I presume "parallel to the main program" means garbage collection occuring
in a separate thread to the main vm thread, potentially resulting in
very low main program pause times for garbage collection.

I found this a useful summary of the terminology...
* https://www.dynatrace.com/resources/ebooks/javabook/reduce-garbage-collection-pause-time/
and I'm curious how our planned Incremental CG fits those categories.

That article got me contemplating our performance constraint of the VM only
operating in only in a single native thread. Even though GC is a only
a few percent of performance, I wondered what a concurrent GC might
look like for us.

I found this video describing concurrent GC in Go (ignore first 11:20
and the second half was not so interesting)
* https://pusher.com/sessions/meetup/the-realtime-guild/golangs-realtime-garbage-collector
where they present some interesting charts of their concern with latency pauses.
(btw they reference a multi-language GC latency benchmark
  https://github.com/WillSewell/gc-latency-experiment)

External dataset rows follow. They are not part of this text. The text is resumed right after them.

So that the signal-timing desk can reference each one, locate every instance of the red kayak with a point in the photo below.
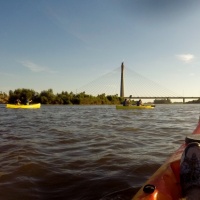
(164, 184)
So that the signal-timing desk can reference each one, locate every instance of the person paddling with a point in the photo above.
(139, 103)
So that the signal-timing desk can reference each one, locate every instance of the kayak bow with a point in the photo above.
(164, 184)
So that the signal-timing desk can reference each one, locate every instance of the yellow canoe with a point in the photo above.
(30, 106)
(135, 107)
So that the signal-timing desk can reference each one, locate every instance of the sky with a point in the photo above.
(66, 44)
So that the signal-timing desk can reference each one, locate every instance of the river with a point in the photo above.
(86, 152)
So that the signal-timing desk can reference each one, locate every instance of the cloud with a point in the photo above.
(35, 68)
(186, 57)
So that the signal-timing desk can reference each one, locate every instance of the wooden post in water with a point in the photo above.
(122, 81)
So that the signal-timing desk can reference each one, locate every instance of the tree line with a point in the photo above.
(48, 97)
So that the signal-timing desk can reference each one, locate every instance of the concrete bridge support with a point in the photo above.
(122, 81)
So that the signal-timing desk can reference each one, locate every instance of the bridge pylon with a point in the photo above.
(122, 81)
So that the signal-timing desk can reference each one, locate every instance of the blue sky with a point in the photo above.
(65, 44)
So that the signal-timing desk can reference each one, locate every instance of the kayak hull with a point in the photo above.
(30, 106)
(166, 179)
(135, 107)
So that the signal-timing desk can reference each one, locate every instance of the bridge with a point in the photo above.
(131, 85)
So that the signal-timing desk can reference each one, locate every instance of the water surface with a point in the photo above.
(86, 152)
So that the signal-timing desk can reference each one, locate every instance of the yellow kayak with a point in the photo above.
(135, 107)
(165, 184)
(30, 106)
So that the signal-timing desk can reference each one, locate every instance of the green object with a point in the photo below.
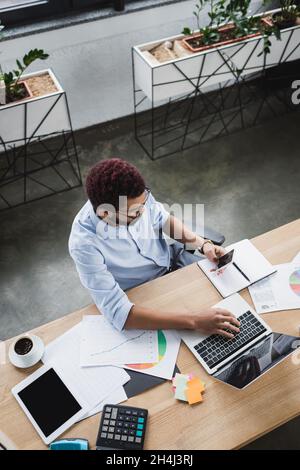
(12, 78)
(70, 444)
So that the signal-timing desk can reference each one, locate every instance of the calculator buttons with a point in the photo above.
(122, 428)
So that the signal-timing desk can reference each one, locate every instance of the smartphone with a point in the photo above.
(225, 260)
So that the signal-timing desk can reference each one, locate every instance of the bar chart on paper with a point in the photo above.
(102, 344)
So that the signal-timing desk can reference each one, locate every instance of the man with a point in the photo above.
(117, 242)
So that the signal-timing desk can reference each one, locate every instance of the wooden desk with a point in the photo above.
(227, 418)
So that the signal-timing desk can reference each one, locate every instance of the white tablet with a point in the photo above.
(49, 403)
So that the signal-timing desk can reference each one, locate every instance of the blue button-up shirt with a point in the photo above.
(112, 259)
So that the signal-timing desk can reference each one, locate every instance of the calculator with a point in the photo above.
(122, 427)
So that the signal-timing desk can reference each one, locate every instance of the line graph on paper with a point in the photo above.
(102, 344)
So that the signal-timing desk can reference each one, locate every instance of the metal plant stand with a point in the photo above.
(36, 166)
(250, 96)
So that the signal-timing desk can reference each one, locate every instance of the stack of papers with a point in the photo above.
(280, 291)
(188, 388)
(101, 344)
(248, 266)
(92, 358)
(93, 384)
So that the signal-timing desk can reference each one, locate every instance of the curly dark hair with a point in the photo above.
(109, 179)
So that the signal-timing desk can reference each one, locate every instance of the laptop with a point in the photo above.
(241, 360)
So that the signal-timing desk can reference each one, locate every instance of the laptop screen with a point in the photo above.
(257, 360)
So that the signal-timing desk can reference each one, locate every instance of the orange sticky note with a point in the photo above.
(193, 395)
(195, 383)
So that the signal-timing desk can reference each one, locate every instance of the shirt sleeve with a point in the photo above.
(158, 213)
(108, 296)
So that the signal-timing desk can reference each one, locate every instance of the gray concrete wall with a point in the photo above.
(93, 60)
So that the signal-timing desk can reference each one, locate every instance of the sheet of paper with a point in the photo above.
(101, 344)
(116, 397)
(168, 347)
(246, 256)
(93, 384)
(280, 291)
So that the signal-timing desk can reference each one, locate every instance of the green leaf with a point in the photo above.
(187, 31)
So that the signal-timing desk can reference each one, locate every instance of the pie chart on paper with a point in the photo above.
(294, 282)
(162, 347)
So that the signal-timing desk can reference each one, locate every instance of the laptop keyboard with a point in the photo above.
(216, 348)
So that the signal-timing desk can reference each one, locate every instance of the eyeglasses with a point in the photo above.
(138, 208)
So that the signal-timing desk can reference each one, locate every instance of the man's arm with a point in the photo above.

And for balance of that I found...
https://blog.plan99.net/modern-garbage-collection-911ef4f8bd8e


And then my mind wandered around implementation details of concurrent
garbage collection.
To organise and quiet my thoughts I needed to put pen to paper, so I
thought sharing that
might stir thoughts for others.  Probably naive and please excuse the
brain dump format...


Considering two threads...
* Main program thread "MP"
* Garbage collection thread "GC"
with object-space shared between them, consisting of objects split in
object-header & object-body...

1. Only "MP" mutates the object-body, updating slots creating new edges
   in the object-graph, and relocating objects in memory using forwarders.
   This rule avoids potential race conditions without needing to add
   synchronisation code affecting performance of "MP".


2. Concurrently "GC" performs a Marking Phase by following the object-graph
   tricolour tagging objects gray & black. it needs to mutate the object-header,
   in a synchronised way something like...
     a. Load object-header from shared object-space into local variable
          H <== object-header
     b. Modify header into another local variable
          H' <== H + updated GC color bits
     c. Atomic compare-and-swap H' back into object-space
          object-header <== if H then H'
     "MP" gets priority. Conflicts presumed rare.

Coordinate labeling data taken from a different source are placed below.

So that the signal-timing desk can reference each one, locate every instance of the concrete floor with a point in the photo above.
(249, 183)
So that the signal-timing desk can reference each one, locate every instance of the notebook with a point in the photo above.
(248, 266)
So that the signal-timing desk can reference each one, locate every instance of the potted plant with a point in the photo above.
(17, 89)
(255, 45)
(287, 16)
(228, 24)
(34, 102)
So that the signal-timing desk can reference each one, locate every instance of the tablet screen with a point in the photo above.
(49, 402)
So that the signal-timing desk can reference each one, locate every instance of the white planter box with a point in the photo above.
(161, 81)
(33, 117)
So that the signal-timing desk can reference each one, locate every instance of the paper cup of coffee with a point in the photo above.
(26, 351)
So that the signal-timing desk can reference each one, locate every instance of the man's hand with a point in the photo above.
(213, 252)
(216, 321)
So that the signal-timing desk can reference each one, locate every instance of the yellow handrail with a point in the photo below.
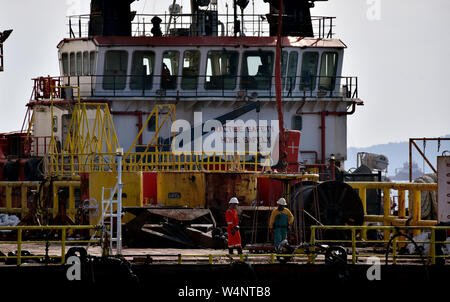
(63, 241)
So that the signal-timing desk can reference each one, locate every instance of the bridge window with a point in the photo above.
(257, 70)
(309, 71)
(191, 67)
(86, 63)
(142, 70)
(115, 73)
(284, 58)
(92, 58)
(72, 64)
(169, 72)
(297, 123)
(221, 70)
(289, 79)
(328, 71)
(79, 63)
(65, 63)
(292, 70)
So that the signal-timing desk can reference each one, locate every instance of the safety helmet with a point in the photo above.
(282, 202)
(234, 201)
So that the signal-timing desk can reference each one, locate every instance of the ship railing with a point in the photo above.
(254, 25)
(191, 87)
(19, 197)
(73, 164)
(397, 246)
(27, 237)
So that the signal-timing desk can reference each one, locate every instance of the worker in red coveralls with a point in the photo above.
(234, 237)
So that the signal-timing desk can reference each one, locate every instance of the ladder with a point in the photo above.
(112, 209)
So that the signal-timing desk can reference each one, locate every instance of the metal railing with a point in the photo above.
(175, 87)
(181, 25)
(396, 237)
(20, 241)
(73, 164)
(15, 197)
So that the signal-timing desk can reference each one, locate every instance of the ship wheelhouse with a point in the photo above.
(204, 67)
(214, 73)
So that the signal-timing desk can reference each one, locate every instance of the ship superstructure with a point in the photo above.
(198, 63)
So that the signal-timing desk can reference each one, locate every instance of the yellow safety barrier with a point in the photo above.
(70, 165)
(400, 232)
(63, 241)
(15, 195)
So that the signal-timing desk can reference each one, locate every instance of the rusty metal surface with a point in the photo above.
(221, 187)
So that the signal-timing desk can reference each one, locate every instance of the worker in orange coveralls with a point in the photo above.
(234, 237)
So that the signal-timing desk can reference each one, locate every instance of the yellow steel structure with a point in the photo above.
(90, 143)
(63, 241)
(168, 111)
(388, 188)
(15, 200)
(132, 191)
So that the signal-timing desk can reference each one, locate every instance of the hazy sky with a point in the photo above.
(399, 49)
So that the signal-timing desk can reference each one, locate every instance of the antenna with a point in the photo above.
(3, 36)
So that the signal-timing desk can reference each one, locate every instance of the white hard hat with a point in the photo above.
(282, 202)
(234, 201)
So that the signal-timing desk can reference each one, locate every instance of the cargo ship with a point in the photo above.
(127, 160)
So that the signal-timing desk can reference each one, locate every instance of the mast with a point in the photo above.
(278, 88)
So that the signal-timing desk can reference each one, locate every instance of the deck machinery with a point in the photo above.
(127, 80)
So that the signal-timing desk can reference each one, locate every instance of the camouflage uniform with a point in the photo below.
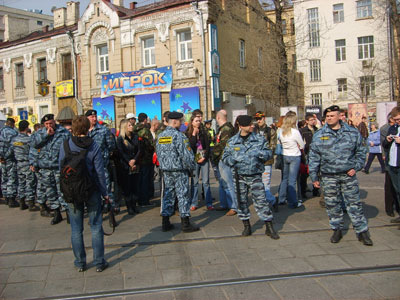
(47, 162)
(26, 179)
(176, 161)
(247, 157)
(105, 140)
(227, 195)
(332, 154)
(8, 167)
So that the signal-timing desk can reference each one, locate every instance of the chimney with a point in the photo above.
(72, 13)
(132, 5)
(118, 2)
(60, 17)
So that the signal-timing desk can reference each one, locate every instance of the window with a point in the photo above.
(364, 9)
(315, 70)
(316, 99)
(338, 13)
(313, 27)
(1, 79)
(42, 69)
(102, 59)
(148, 55)
(365, 47)
(184, 45)
(284, 31)
(367, 84)
(242, 54)
(19, 75)
(66, 67)
(340, 47)
(342, 85)
(292, 27)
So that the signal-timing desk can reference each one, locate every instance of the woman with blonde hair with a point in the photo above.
(290, 139)
(129, 149)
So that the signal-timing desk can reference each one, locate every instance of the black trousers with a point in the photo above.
(371, 157)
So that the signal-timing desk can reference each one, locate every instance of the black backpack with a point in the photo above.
(75, 182)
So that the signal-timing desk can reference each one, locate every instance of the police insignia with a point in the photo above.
(165, 140)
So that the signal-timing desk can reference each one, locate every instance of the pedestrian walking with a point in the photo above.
(337, 152)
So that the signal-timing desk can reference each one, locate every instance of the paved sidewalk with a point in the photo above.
(36, 260)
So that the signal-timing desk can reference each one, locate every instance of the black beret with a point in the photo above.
(174, 115)
(46, 118)
(91, 112)
(244, 120)
(331, 108)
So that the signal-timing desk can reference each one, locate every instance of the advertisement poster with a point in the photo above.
(382, 110)
(65, 88)
(286, 109)
(356, 112)
(137, 82)
(185, 101)
(105, 110)
(150, 104)
(314, 110)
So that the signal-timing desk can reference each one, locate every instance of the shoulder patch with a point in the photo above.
(165, 140)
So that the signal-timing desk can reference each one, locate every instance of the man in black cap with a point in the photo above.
(8, 164)
(337, 152)
(176, 161)
(105, 140)
(49, 140)
(246, 152)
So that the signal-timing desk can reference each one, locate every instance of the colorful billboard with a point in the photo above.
(184, 100)
(105, 110)
(137, 82)
(65, 88)
(150, 104)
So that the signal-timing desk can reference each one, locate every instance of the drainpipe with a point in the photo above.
(79, 104)
(203, 42)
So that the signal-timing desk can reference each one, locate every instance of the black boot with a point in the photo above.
(166, 224)
(12, 202)
(247, 228)
(32, 206)
(22, 205)
(364, 238)
(45, 210)
(336, 236)
(57, 217)
(270, 231)
(186, 226)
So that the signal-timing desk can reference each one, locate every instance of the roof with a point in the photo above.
(37, 35)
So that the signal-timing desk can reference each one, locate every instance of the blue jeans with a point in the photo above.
(287, 189)
(96, 221)
(266, 178)
(226, 182)
(204, 169)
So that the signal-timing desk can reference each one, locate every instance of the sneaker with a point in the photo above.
(102, 267)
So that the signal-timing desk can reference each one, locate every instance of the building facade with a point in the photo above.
(342, 49)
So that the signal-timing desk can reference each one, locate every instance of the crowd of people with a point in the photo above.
(120, 168)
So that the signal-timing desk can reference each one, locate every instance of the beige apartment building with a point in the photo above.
(217, 52)
(30, 68)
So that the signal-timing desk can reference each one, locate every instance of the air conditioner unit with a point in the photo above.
(249, 100)
(367, 63)
(226, 97)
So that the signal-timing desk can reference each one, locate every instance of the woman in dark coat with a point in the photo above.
(129, 150)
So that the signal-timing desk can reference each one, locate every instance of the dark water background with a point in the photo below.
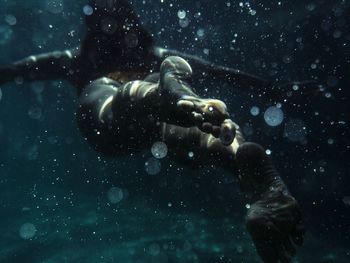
(50, 178)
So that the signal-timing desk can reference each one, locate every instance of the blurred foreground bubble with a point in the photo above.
(27, 231)
(273, 116)
(88, 10)
(181, 14)
(295, 130)
(54, 6)
(159, 150)
(152, 166)
(115, 195)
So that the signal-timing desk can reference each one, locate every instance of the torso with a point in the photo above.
(124, 77)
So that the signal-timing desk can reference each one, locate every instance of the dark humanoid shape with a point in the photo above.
(125, 105)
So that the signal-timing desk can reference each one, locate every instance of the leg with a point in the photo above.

Then considering object mutation by "MP" concurrent/overlapped with
"GC" marking...

3. TLDR; see 4.
   In old-space if 'mutated' object is linked to a 'target' object
     a. if 'mutated' isBlack, "MP" marks 'target' gray (to be later
processed by "GC").

     b. if 'mutated' isGray, overlapped 'mutated' gray->black by "GC"
while 'target'
        remains white would break tricolor invariant (is it a credible
case?), options...
          i. mark 'target' gray, the state anyway in case 'mutated'
gray -> black
          ii. re-mark 'mutated' gray, i.e. normally gray->gray, and
rarely black->gray
          iii. optimisticly just check after mutation if color changed
(cached reads
               cheaper than writes and conflicts presumed rare) then
set color to gray.

     c. if 'mutated' isWhite, options...
          i. do nothing and let "GC" reach 'target' normally, as long
as overlapped white->black cannot occur
          ii. if white->black possible, do same as (3.b) "MP" marks
'target' gray, to be later processed by "GC".

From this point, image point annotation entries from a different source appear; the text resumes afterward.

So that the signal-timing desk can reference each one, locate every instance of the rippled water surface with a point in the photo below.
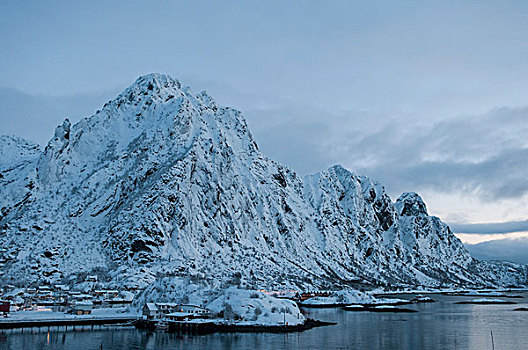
(441, 325)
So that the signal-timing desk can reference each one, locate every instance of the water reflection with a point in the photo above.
(441, 325)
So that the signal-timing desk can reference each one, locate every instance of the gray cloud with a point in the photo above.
(34, 117)
(491, 228)
(502, 249)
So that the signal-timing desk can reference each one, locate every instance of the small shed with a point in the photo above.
(195, 311)
(180, 316)
(151, 311)
(4, 306)
(82, 308)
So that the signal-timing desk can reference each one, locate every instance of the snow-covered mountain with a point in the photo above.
(162, 182)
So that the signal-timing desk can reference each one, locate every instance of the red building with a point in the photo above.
(4, 306)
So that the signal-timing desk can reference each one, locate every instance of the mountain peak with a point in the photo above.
(411, 204)
(156, 81)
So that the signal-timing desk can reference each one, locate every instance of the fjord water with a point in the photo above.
(440, 325)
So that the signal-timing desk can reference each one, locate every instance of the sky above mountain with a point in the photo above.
(423, 97)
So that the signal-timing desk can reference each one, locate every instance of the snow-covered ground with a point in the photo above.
(342, 297)
(165, 183)
(245, 307)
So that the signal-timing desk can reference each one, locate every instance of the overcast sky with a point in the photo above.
(429, 97)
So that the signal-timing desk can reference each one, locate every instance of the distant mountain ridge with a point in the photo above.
(163, 182)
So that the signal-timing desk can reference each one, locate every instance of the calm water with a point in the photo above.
(441, 325)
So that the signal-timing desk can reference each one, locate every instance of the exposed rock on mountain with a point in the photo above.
(162, 182)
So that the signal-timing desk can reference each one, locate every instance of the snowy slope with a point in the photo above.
(164, 183)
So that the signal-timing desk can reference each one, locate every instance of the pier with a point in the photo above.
(65, 322)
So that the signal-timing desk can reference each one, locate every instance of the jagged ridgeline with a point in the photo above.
(163, 182)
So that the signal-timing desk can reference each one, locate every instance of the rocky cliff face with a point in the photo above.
(162, 182)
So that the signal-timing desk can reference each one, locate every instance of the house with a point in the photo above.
(312, 294)
(82, 307)
(4, 306)
(167, 308)
(179, 316)
(92, 278)
(151, 311)
(195, 311)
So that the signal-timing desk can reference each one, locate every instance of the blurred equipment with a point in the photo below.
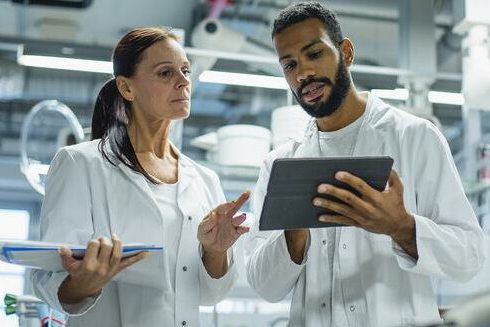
(243, 145)
(474, 312)
(57, 3)
(288, 123)
(215, 37)
(28, 307)
(48, 126)
(475, 26)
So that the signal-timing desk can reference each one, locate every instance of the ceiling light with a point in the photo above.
(84, 65)
(252, 80)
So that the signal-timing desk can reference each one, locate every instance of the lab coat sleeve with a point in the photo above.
(270, 270)
(450, 242)
(214, 290)
(65, 218)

4. Overall simplification of (3.) might be...
     "MP" checks for any color change during mutation, and only then
marks 'mutated' object gray.
     How expensive would such a check be?  Presumed marking is infrequent and
     can be done safely like (2.)


5. Eden/survivor space is ignored by "GC" thread. No point in adding
work to the gray set
    until survivors filtered. Stop the world scavenging done as normal by "MP",
    only marking objects gray when they are moved to old-space.

    Post scavenging options...
       a. Resume the world and leave it for "GC" to process these
recently grayed objects.

       b. Keep world stopped for "MP" to complete marking, emptying gray set to
           transition to Sweep Phase, at which point "MP" resumes the world.
           It doesn't matter if subsequently objects are added to the gray set,
           since existing white objects can never again be referenced by "MP".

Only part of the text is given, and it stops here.